Reputation: 745
I want to delete records from Table1 (Rows > 300 million records) based on this criteria (returns > 100 million records):
Column1 IS NULL AND Column2 IS NULL AND Column3 IS NULL AND Column4 IS NULL AND Column5 IS NULL AND Column6 IS NULL AND Column7 IS NULL
Table definition:
CREATE TABLE [dbo].[Table1](
[ID] [uniqueidentifier] NOT NULL,
[Column1] [float] NULL,
[Column2] [float] NULL,
[Column3] [float] NULL,
[Column4] [float] NULL,
[Column5] [float] NULL,
[Column6] [float] NULL,
[Column7] [float] NULL,
[Table2ID] [uniqueidentifier] NULL,
PRIMARY KEY CLUSTERED
(
[ID] ASC
)WITH (PAD_INDEX = OFF, STATISTICS_NORECOMPUTE = OFF, IGNORE_DUP_KEY = OFF, ALLOW_ROW_LOCKS = ON, ALLOW_PAGE_LOCKS = ON) ON [PRIMARY]
) ON [PRIMARY]
GO
Note: Table2ID is the foreign key contraint from Table2
CREATE TABLE [dbo].[Table2](
[ID] [uniqueidentifier] NOT NULL,
[Column1] [date] NULL,
[Column2] [tinyint] NULL,
[Column3] [tinyint] NULL,
CONSTRAINT [PK_Table2_ID] PRIMARY KEY CLUSTERED
(
[ID] ASC
)WITH (PAD_INDEX = OFF, STATISTICS_NORECOMPUTE = OFF, IGNORE_DUP_KEY = OFF, ALLOW_ROW_LOCKS = ON, ALLOW_PAGE_LOCKS = ON) ON [PRIMARY]
) ON [PRIMARY]
GO
I also want to delete all orphan records from Table2 (Row count around 10 million records) which are no longer referenced in Table1. Here are the approaches which I took:
a. Create temp table #table1 with Table1ID and Table2ID columns. Capture all relevant Table1IDs and run the below delete query.

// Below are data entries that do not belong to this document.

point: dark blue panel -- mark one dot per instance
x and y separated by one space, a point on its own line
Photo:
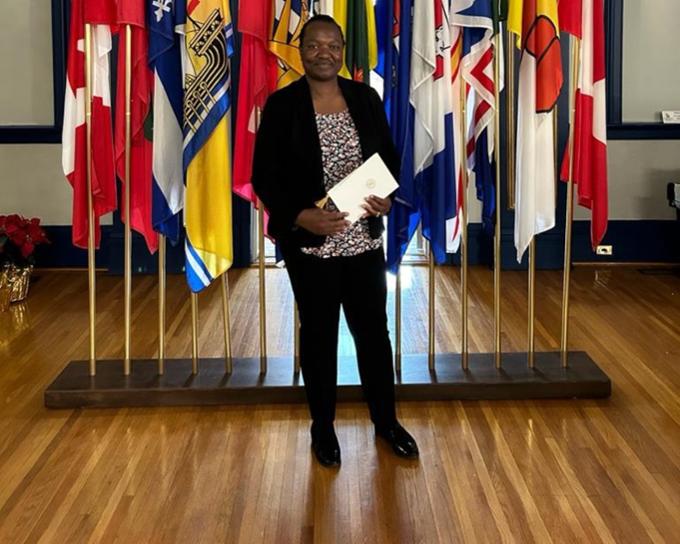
47 133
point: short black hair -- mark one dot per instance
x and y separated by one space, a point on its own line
320 19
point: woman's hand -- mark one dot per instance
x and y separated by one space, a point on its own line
376 206
322 222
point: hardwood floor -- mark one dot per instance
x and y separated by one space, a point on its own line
527 471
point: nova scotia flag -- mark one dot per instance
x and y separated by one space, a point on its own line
165 61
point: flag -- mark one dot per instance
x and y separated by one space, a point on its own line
535 22
208 45
427 193
477 19
458 86
166 61
74 133
289 16
339 12
584 19
361 50
257 64
131 12
385 22
403 218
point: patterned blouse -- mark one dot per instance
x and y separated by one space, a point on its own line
341 154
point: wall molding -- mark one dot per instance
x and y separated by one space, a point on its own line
633 241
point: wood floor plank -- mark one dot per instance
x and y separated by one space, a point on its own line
511 471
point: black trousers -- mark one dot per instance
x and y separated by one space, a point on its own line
321 287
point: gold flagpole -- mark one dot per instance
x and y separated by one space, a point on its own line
430 321
161 304
397 325
228 362
128 184
194 333
90 204
510 119
263 306
463 233
497 229
531 317
296 325
261 267
573 76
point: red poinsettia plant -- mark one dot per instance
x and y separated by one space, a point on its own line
18 238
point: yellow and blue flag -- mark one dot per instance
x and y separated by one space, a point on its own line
207 48
289 16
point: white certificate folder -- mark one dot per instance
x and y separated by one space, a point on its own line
371 178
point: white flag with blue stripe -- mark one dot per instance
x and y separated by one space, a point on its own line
165 60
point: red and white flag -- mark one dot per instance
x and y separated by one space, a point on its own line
585 20
257 78
101 15
131 12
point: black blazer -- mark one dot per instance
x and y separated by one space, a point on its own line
287 167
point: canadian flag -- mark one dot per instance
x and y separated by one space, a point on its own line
100 14
131 12
585 20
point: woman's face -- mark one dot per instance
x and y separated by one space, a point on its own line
321 51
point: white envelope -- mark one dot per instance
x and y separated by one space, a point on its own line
371 178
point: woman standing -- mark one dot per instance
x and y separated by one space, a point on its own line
312 134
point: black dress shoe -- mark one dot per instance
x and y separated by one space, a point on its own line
403 444
326 447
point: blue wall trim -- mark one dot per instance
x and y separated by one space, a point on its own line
633 241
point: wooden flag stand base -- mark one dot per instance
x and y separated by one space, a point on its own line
75 388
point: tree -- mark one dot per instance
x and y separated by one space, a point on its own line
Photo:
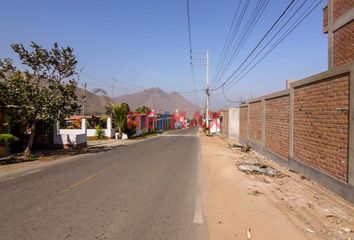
44 91
120 116
143 109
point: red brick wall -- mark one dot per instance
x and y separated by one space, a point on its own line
277 125
255 124
243 123
340 7
343 44
321 127
225 123
325 17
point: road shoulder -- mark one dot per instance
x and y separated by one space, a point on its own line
272 208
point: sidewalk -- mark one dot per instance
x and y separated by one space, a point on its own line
287 206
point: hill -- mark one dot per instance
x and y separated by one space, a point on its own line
157 99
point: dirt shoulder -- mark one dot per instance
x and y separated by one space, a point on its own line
48 157
287 206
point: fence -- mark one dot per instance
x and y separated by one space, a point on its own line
308 128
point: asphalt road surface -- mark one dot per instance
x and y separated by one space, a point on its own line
148 190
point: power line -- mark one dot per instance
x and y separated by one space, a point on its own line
273 37
242 38
288 31
191 52
258 44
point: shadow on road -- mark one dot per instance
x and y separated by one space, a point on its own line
53 154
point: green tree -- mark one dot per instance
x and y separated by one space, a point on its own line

Delete from Table1 where ID in (select Table1ID from #table1)
Delete from Table2 where ID in (select Table2ID from #table1)
The above query is taking enormous time possibly because of table scans.

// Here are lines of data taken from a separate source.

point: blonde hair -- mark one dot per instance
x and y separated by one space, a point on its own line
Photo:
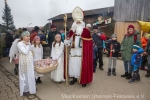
39 45
56 41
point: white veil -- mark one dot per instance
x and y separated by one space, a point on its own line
13 49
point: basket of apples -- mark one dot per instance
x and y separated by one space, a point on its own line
45 65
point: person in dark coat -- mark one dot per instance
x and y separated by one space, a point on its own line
51 35
9 39
136 61
113 48
42 35
147 51
98 38
34 33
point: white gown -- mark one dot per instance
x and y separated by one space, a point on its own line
26 77
75 59
58 53
38 55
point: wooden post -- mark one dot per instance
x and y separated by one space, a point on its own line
66 52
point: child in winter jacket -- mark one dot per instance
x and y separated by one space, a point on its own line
136 61
113 49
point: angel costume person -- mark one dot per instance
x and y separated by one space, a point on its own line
58 54
26 68
38 55
81 53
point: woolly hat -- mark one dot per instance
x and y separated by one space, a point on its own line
147 35
36 38
136 47
130 26
88 25
24 29
53 26
9 31
95 27
25 33
114 36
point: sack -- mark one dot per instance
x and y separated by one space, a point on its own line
135 38
16 59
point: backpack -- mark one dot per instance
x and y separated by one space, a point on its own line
135 37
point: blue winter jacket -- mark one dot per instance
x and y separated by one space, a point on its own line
95 50
136 59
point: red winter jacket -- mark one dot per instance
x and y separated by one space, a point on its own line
103 37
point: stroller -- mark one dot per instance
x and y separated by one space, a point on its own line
16 61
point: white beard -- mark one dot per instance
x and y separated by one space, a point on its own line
78 28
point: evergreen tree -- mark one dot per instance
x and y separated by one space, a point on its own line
7 18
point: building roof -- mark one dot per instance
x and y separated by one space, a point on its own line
86 13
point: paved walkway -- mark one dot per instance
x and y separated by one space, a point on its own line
9 87
103 87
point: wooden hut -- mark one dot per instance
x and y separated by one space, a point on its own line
90 16
128 12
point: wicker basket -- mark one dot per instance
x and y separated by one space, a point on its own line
45 70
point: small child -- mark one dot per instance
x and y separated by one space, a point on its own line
113 48
148 53
57 54
136 61
94 57
38 55
26 67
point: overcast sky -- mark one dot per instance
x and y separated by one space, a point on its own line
38 11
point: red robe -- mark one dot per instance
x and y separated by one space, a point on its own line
87 57
86 75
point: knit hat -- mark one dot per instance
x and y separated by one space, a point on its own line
88 25
53 26
147 35
9 31
25 33
130 26
36 28
24 29
114 36
95 27
36 38
136 47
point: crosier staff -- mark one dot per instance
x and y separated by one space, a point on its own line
66 52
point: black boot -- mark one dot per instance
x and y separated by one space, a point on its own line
125 75
138 77
129 76
73 81
114 71
109 72
83 85
26 93
38 80
148 73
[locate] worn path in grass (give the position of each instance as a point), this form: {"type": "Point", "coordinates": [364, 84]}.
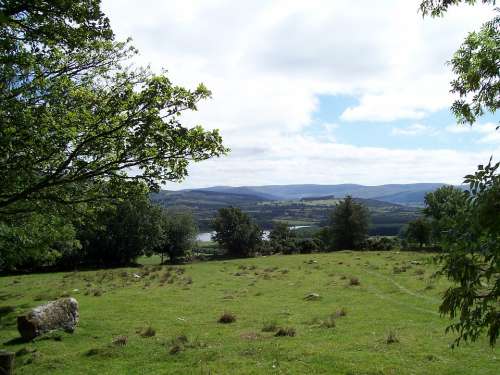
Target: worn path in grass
{"type": "Point", "coordinates": [396, 293]}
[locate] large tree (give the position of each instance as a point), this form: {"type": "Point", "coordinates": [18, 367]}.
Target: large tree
{"type": "Point", "coordinates": [179, 235]}
{"type": "Point", "coordinates": [472, 242]}
{"type": "Point", "coordinates": [236, 232]}
{"type": "Point", "coordinates": [76, 115]}
{"type": "Point", "coordinates": [441, 207]}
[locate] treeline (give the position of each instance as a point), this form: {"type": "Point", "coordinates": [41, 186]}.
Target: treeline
{"type": "Point", "coordinates": [85, 136]}
{"type": "Point", "coordinates": [113, 234]}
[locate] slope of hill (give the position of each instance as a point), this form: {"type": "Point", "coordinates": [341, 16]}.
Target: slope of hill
{"type": "Point", "coordinates": [406, 194]}
{"type": "Point", "coordinates": [343, 332]}
{"type": "Point", "coordinates": [386, 218]}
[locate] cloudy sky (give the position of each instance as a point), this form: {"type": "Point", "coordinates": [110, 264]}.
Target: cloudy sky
{"type": "Point", "coordinates": [327, 92]}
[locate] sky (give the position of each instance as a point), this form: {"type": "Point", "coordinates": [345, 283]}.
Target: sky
{"type": "Point", "coordinates": [323, 92]}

b. Everything same as above but create unique clustered index on Table1ID column and unique index on Table2ID in #table1 and run the below query:
Delete from Table1 t1 join #table1 tmp1 on t1.ID=tmp1.Table1ID
Delete from Table2 t2 join #table1 tmp1 on t1.ID=tmp1.Table2ID
Is there a better way to handle this scenario? What is the best possible way to delete records from Table1 and Table2?
Note: I am aware of the approach where we create a new table, dump all the relevant data and rename it. Please provide suggestions on alternative approaches - pros and cons.
Upvotes: 3
Views: 2527
Reputation: 5120
If I uderstand correctly, filtered index and batch deletion should help (SQL Server 2008 or later):
create index IX_1 on dbo.Table1 (Column1, Column2, ...) include (Table2ID) where Column1 is NULL and Column2 is NULL and ...
create table #Deleted (Table2ID uniqueidentifier NULL)
create index #IX_Deleted on #Deleted (Table2ID) where Table2ID is not NULL
select 1
while @@rowcount > 0
delete top (50000) T
output deleted.Table2ID into #Deleted (Table2ID)
from dbo.Table1 T
where Column1 is NULL and Column2 is NULL and ...
select 1
while @@rowcount > 0
delete top (50000) T
from dbo.Table2 T
join (select distinct Table2ID from #Deleted where Table2ID is not NULL) D on D.Table2ID = T.ID
drop table #Deleted
drop index IX_1 on dbo.Table1
And, depending on need (one time operation, or periodical), index IX_1
can be kept.
On SQL Server 2005 the same can be done with an indexed computed column.
Upvotes: 0
Reputation: 2019
As You really want to delete high percentage, so you may consider this approach
SELECT col1, col2, ... INTO #SomeHoldingtable
FROM MyTable WHERE ..condition..
TRUNCATE TABLE MyTable
INSERT MyTable (col1, col2, ...)
SELECT col1, col2, ... FROM #SomeHoldingtable
Upvotes: 4